I'm on Fedora 33 and DPDK 20.11.2.
Recommendation/Solution: after analyzing the cause of the issue is indeed with TX descriptor with either rte_mempool_list_dump or dpdk-procinfo, please use rte_eth_tx_buffer_flush or change the settings for TX thresholds.
Explanation:
The behaviour mbuf_free is varied across PMD, and within the same NIC PF and VF also varies.
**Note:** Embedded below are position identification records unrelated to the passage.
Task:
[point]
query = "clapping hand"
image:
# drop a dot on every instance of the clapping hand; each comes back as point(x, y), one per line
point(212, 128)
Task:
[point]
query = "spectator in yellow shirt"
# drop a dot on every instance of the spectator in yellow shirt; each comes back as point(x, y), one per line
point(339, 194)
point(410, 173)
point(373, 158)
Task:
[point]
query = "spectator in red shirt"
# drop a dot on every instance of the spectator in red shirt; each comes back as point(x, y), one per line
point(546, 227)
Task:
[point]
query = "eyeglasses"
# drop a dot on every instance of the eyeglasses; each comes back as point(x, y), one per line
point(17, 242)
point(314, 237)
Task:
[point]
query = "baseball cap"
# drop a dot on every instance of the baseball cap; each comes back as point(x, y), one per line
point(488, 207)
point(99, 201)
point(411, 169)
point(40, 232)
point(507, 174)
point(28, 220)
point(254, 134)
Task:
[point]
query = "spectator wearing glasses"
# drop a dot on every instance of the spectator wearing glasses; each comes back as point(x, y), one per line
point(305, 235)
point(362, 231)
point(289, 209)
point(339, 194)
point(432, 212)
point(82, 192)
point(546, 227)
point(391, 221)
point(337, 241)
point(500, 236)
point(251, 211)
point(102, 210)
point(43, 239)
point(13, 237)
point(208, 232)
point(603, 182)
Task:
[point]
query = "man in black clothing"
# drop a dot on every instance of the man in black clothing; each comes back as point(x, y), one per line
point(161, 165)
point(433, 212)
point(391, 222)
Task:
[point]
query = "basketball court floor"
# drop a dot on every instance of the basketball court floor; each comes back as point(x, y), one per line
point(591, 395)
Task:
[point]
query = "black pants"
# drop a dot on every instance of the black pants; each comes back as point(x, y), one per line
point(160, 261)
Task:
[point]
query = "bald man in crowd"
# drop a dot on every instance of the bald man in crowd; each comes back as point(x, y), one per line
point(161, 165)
Follow are some points to understand this propely
rte_mempool can be created with or without cache elements.
when created with cached elements, depending upon the available lcores (eal_options) and number of cache elements per core parameter, the configured mbufs are added per core cache.
When HW offload DEV_TX_OFFLOAD_MBUF_FAST_FREE is available and enabled, the agreement is the mbuf will have ref_cnt as 1.
So when ever tx_burst (success or failure is invoked) threshold levels are checked if free mbuf/mbuf-segments can be pushed back to pool.
With DEV_TX_OFFLOAD_MBUF_FAST_FREE enabled the driver blindly puts the elements into lcore cache.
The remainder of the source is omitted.